Диккенс вперил в меня месмерический взгляд и негромко промолвил:
— Как раз это и покажут предстоящие чтения — новая форма искусства.
После ужина мужчины с бренди и сигарами переместились в бильярдную, расположенную рядом с кабинетом Диккенса. Я провел много приятных часов в этой уютной, хорошо освещенной комнате, где одна стена была до половины высоты облицована плиткой, во избежание возможных повреждений от наших киев. Диккенс относился к игре в бильярд очень серьезно — он часто говорил, что она «выявляет в мужчине характер», и нередко добавлял, бросая взгляд на моего брата, «или отсутствие оного».
Так или иначе, в памяти моей навсегда запечатлелся Неподражаемый, низко склонившийся над обтянутым зеленым сукном столом, без сюртука и в круглых пиквикских очочках, придававших ему старомодный и старообразный вид.
Диккенс любил общество Перси Фицджеральда среди всего прочего еще и потому, что молодой человек тоже относился к бильярду серьезно и играл в него весьма недурно — по крайней мере, достаточно хорошо, чтобы составить партию мне или Диккенсу. Я владел кием лучше среднего, как и положено любому закоренелому холостяку, но сегодня вечером с удивлением обнаружил, что наш дорогой сирота, молодой Эдмонд Диккенсон, играет скорее как человек, зарабатывающий на жизнь игрой на деньги. (Возможно, он так и делал, что бы там ни говорил Диккенс о крупном независимом состоянии малого.)

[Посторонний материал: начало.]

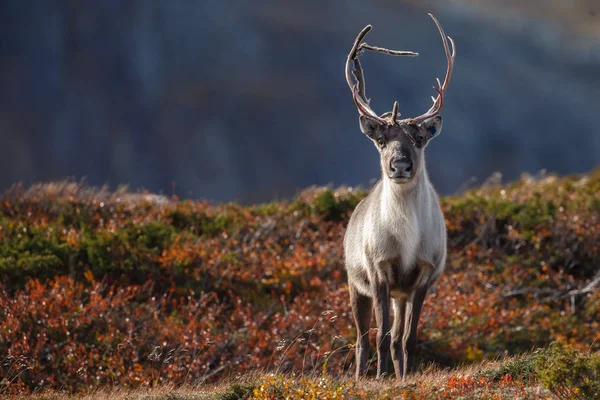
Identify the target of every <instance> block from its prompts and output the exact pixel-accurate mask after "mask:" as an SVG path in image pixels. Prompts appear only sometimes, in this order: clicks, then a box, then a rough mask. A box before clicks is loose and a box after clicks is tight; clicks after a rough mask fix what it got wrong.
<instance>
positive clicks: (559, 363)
mask: <svg viewBox="0 0 600 400" xmlns="http://www.w3.org/2000/svg"><path fill="white" fill-rule="evenodd" d="M534 367H535V372H536V375H537V376H538V379H539V380H540V382H541V383H542V385H543V386H544V387H545V388H546V389H549V390H551V391H552V392H554V394H556V395H557V396H558V397H559V398H560V399H571V398H575V399H598V398H600V354H598V353H589V352H587V353H583V352H580V351H578V350H576V349H573V348H571V347H568V346H565V345H562V344H561V343H558V342H554V343H552V344H551V345H550V347H548V348H547V349H544V350H542V351H540V352H539V354H538V355H537V357H536V360H535V365H534Z"/></svg>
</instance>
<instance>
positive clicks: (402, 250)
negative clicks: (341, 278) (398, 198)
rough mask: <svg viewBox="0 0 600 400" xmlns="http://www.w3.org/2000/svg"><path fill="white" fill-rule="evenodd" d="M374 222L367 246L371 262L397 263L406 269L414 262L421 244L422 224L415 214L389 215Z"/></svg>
mask: <svg viewBox="0 0 600 400" xmlns="http://www.w3.org/2000/svg"><path fill="white" fill-rule="evenodd" d="M386 217H387V218H381V219H380V220H379V221H378V223H377V224H374V226H373V228H374V229H373V230H372V231H371V234H370V235H369V236H370V237H369V238H368V248H369V253H370V258H371V262H372V263H373V264H375V265H381V266H382V267H383V266H385V265H389V264H392V263H393V264H397V265H398V266H399V267H400V268H401V269H403V270H408V269H410V268H411V267H412V266H413V265H414V264H415V262H416V260H417V258H418V256H419V254H418V253H419V250H420V248H421V247H422V246H421V238H422V232H423V230H424V229H425V228H426V227H424V226H422V224H423V221H419V218H418V216H417V215H416V214H413V215H407V214H401V215H389V216H386Z"/></svg>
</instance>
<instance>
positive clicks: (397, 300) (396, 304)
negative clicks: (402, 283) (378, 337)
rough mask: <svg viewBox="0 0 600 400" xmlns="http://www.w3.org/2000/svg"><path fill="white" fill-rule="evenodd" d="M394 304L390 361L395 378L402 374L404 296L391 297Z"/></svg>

Макриди азартно гонял шары с нами, пока жена не отправила его спать после стакана теплого молока. Но именно Джордж Долби — будущий импресарио и деловой партнер Диккенса — оживил своим присутствием вечер: сей энергичный господин с блестящей от пота лысиной часто заливался хохотом, рассказывал поистине забавные истории без малейшего намека на заикание, легко обыграл Перси, потом меня, потом Диккенса и наконец на изумление мастерски владевшего кием и оказавшего упорное сопротивление молодого Диккенсона, чья игра свидетельствовала не только о тонком понимании бильярдной баллистики, но также о расчетливой хитрости, какой в нем никто не заподозрил бы, на него глядя.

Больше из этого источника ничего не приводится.